Does Your Makeup Have A Shelf Life?

Despite how much you love that red lipstick, eyeliner or the makeup you just can’t seem to part with, makeup products can be breeding grounds for bacteria, so it’s important to have a clear out every now and then.


Shelf Life: One Month
Blending sponges should ideally be replaced every month and washed with cleanser after every use. It is important to replace these, and the signs you need to throw it away can include any deformities on the sponge and unexplained breakouts on the skin.


Shelf Life: Four To Six Months
Mascara is the makeup item you should be most vigilant about, as it comes into contact with your eyes. As the brush is taken out, used, and put back into the tube, it brings with it any bacteria it has collected along the way. This can cause redness, itchiness and even conjunctivitis and styes. Most mascaras are labelled with a shelf life of four to six months, so stick to this and immediately throw away a mascara if it has dried out or has a different texture, colour or scent.


Shelf Life: Six Months
Creamy makeup products will only last around six months as they provide moisture for bacteria to thrive on. Keep an eye on creamy makeup products for mould, smell or separation, and throw away if they look a little funny.


Shelf Life: Six Months To A Year
Liquid or pencil, eyeliner should be replaced around every six months; pencil liners can last a little longer but the cap should always be kept tightly closed. However, if you’ve had an eye infection, throw away any liners you may have used, as they could increase the risk of developing another infection.


Shelf Life: One Year
With the exception of powder makeup formulas, all foundations are water-based, which means bacteria will likely thrive after a while. Unopened, foundation can last for a couple of years, but once the seal is broken, it’s best to replace after six to 12 months. Keep foundations out of moist environments, such as your bathroom, and away from heat, as high temperatures can encourage the growth of bacteria.


Shelf Life: One Year
In a similar way to mascara, pumping the wand in the tube can result in a thoroughly unhygienic lip gloss. If gloss is discoloured, or different in texture and thickness, it’s probably best to throw it away.


Shelf Life: One Year
While nail polish won’t go bad from bacteria, over time, the lacquer will dry out and become thick and clumpy. To lengthen the life of your polish, always keep the lid securely fastened.
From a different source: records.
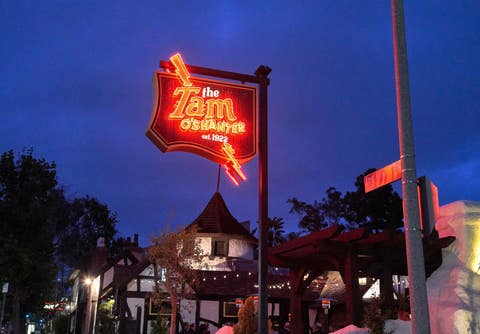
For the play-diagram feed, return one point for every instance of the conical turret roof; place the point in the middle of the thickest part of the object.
(216, 218)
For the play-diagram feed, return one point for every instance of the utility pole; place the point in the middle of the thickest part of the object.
(413, 232)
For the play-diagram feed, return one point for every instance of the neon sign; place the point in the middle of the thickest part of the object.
(214, 119)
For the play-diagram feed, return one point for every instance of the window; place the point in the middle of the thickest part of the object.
(163, 274)
(220, 248)
(230, 310)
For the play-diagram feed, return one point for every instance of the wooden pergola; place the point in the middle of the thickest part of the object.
(355, 253)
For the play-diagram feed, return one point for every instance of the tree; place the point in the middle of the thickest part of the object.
(178, 254)
(276, 233)
(329, 211)
(28, 194)
(86, 221)
(378, 210)
(247, 318)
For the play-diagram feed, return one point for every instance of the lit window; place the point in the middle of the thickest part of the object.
(220, 248)
(163, 274)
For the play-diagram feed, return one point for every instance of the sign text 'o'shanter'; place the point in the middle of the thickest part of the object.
(214, 119)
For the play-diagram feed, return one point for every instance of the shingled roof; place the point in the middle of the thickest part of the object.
(216, 218)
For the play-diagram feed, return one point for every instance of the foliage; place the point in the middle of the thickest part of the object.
(329, 211)
(247, 318)
(379, 209)
(28, 194)
(36, 217)
(375, 315)
(276, 233)
(87, 220)
(178, 254)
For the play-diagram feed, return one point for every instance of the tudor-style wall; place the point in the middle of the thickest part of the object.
(236, 248)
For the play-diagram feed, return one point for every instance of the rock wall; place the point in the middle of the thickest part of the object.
(454, 288)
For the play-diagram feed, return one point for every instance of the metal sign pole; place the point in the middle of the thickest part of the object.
(413, 233)
(262, 73)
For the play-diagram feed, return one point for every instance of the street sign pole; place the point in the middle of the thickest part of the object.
(4, 292)
(413, 233)
(262, 74)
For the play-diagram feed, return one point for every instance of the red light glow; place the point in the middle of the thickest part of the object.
(214, 119)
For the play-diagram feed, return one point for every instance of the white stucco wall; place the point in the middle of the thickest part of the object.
(188, 309)
(209, 309)
(240, 248)
(133, 304)
(107, 278)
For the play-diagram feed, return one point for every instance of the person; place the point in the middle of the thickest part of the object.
(285, 329)
(185, 328)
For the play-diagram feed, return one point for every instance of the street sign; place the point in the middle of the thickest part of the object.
(383, 176)
(428, 204)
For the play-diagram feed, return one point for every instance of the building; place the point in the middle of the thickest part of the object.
(118, 293)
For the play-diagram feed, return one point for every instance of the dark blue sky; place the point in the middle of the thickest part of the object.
(76, 86)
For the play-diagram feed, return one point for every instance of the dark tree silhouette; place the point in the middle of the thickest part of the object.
(377, 210)
(88, 220)
(276, 232)
(28, 194)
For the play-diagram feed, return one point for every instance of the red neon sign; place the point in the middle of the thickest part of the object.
(214, 119)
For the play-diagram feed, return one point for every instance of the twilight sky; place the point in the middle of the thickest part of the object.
(76, 86)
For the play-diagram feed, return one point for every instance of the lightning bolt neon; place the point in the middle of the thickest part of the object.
(180, 69)
(233, 167)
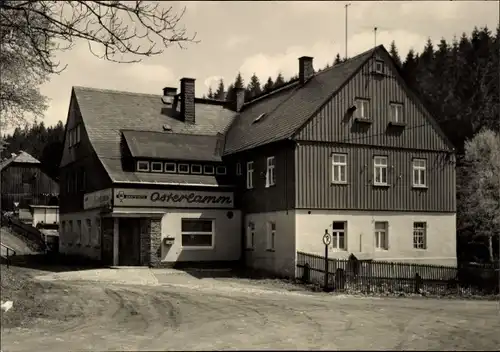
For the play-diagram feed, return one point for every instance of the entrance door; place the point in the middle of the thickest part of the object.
(129, 242)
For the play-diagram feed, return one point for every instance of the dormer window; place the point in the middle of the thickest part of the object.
(221, 170)
(143, 165)
(157, 166)
(183, 168)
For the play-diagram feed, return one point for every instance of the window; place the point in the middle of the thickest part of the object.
(208, 170)
(419, 171)
(420, 235)
(196, 169)
(381, 239)
(362, 108)
(197, 233)
(270, 174)
(250, 235)
(396, 112)
(339, 168)
(170, 167)
(183, 168)
(380, 170)
(338, 234)
(271, 234)
(221, 170)
(157, 166)
(250, 175)
(142, 165)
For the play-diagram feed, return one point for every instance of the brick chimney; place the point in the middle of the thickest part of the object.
(239, 99)
(306, 69)
(187, 100)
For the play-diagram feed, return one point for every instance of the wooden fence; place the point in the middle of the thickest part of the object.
(376, 276)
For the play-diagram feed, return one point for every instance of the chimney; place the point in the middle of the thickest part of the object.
(187, 100)
(168, 95)
(239, 99)
(306, 69)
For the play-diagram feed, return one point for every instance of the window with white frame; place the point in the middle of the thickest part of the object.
(362, 108)
(270, 173)
(380, 170)
(170, 168)
(250, 175)
(197, 233)
(420, 235)
(381, 235)
(142, 165)
(419, 172)
(271, 235)
(250, 235)
(339, 168)
(339, 235)
(396, 112)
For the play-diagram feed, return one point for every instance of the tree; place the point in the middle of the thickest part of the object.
(32, 32)
(481, 200)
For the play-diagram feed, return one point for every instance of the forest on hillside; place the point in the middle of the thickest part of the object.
(457, 81)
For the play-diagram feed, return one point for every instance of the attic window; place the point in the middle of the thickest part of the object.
(258, 118)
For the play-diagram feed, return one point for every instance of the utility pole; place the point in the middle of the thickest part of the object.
(346, 6)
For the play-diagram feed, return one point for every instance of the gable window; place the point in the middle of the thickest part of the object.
(157, 166)
(170, 167)
(270, 174)
(419, 235)
(339, 168)
(208, 170)
(250, 175)
(338, 234)
(381, 239)
(197, 233)
(380, 170)
(250, 235)
(271, 234)
(362, 108)
(221, 170)
(142, 165)
(419, 172)
(196, 169)
(396, 112)
(183, 168)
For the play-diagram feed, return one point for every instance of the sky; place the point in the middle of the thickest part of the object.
(267, 38)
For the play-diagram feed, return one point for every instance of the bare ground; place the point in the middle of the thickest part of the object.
(182, 313)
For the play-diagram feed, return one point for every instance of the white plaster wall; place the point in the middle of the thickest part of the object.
(283, 260)
(441, 235)
(90, 244)
(227, 241)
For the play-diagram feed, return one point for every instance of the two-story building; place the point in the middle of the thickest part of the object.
(173, 178)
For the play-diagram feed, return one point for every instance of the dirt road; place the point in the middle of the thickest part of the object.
(108, 316)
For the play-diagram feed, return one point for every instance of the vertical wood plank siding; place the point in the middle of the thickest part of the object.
(315, 190)
(332, 123)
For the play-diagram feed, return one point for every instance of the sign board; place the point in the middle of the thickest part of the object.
(124, 197)
(97, 199)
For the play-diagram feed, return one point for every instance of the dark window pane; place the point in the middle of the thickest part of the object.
(197, 240)
(196, 225)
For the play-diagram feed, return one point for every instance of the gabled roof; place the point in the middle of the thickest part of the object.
(166, 145)
(21, 158)
(106, 112)
(287, 109)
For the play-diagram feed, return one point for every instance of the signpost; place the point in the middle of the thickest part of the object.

Shelf Life: 12 To 18 Months
Concealer is meant to cover blemishes, not cause them, which is what can happen if you use a concealer that is too old. If your concealer dries out, changes in texture, becomes cakey, lumpy or smells different, throw it out immediately.


Shelf Life: Two Years
Typically the product with the most staying power in your makeup bag, the majority of face powders will most likely be fine even after they reach their expiration date. Minimise bacterial contamination by lightly cleaning your compacts regularly and avoid leaving the product exposed to air. Throw away makeup powders with broken lids and check for mould and any unusual smells. The same goes for eye-shadow and other powder-based makeup, like blushers, too.


Shelf Life: Two Years
Look after your lipsticks well and they can last up to two years. It’s important to remember to never leave them without a lid on and clean with a wipe occasionally to remove the top layer of bacteria.